Para que floresçam as ciências, as artes, a literatura portuguesa, a agricultura, o comércio, de que serve o zelo de um ou muitos particulares por ilustrados e poderosos que sejam? Cada qual, atento a si, se ocupa com os próprios
interesses, e só destina – quando muito – para os do público algum ténue resto
dos seus cuidados que lhe sobeja dos da família, dos interesses e da honra. Além
de que, cada um pensa segundo o seu sistema, e havendo forçosamente divisão
na multiplicidade, que se pode esperar desta confusão e de tão débeis forças?

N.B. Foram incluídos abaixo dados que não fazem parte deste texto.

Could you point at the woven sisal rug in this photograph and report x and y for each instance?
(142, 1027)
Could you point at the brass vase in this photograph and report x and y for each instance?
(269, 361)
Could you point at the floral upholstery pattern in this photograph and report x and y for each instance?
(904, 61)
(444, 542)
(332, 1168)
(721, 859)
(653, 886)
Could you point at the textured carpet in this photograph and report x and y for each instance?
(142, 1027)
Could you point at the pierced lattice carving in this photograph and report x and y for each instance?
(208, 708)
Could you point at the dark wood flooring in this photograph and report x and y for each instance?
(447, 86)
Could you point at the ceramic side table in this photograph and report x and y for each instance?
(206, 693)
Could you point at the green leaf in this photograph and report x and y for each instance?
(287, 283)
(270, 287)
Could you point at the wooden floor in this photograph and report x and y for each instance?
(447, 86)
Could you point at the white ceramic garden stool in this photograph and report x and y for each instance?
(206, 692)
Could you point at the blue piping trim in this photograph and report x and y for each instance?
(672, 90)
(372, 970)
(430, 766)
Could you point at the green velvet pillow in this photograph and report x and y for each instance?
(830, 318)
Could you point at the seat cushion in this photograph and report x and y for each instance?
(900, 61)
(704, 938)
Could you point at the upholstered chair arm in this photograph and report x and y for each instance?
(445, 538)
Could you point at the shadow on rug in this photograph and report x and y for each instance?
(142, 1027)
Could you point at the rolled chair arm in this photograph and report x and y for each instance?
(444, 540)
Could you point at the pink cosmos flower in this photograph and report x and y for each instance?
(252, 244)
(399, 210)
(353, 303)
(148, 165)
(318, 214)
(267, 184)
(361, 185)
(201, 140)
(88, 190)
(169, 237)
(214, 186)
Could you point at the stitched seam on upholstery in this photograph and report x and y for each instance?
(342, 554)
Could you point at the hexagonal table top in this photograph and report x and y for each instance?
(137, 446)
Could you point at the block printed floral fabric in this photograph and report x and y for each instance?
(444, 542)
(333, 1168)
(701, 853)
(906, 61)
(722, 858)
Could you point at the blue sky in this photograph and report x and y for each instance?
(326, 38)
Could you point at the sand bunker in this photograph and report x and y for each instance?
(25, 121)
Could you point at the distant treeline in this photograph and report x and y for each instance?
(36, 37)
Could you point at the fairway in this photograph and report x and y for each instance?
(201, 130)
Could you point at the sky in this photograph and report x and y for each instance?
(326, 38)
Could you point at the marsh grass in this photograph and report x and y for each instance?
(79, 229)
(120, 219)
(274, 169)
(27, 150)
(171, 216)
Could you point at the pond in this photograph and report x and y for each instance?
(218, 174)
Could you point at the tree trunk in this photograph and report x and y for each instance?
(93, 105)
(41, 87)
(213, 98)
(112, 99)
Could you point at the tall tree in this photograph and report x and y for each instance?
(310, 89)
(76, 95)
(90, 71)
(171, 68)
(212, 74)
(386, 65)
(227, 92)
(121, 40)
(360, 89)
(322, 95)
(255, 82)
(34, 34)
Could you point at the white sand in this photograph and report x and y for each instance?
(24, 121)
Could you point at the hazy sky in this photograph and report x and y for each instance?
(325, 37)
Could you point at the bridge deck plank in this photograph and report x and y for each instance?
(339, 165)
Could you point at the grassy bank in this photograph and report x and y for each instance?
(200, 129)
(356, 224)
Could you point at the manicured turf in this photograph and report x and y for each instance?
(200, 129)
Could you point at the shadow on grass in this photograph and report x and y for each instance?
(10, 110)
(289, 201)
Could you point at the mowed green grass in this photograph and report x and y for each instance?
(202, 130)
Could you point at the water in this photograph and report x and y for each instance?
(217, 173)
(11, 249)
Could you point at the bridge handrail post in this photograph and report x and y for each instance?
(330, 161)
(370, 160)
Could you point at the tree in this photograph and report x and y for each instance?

Seja o projeto mais útil, e mais bem ideado, o mais feliz e importante, não
havendo um corpo perdurável, que o sustente, apenas concebido perecerá sem
ter vida. Brilhará como a constelação ou falsa estrela, que de repente se acendeu
nos ares, e caiu logo desaparecendo de todo, servindo a sua beleza somente para
deixar saudades. Todos se queixam, todos choram porque se não fez o que parecia tão útil; mas ninguém cuida em evitar as lágrimas, ou enxugá-las.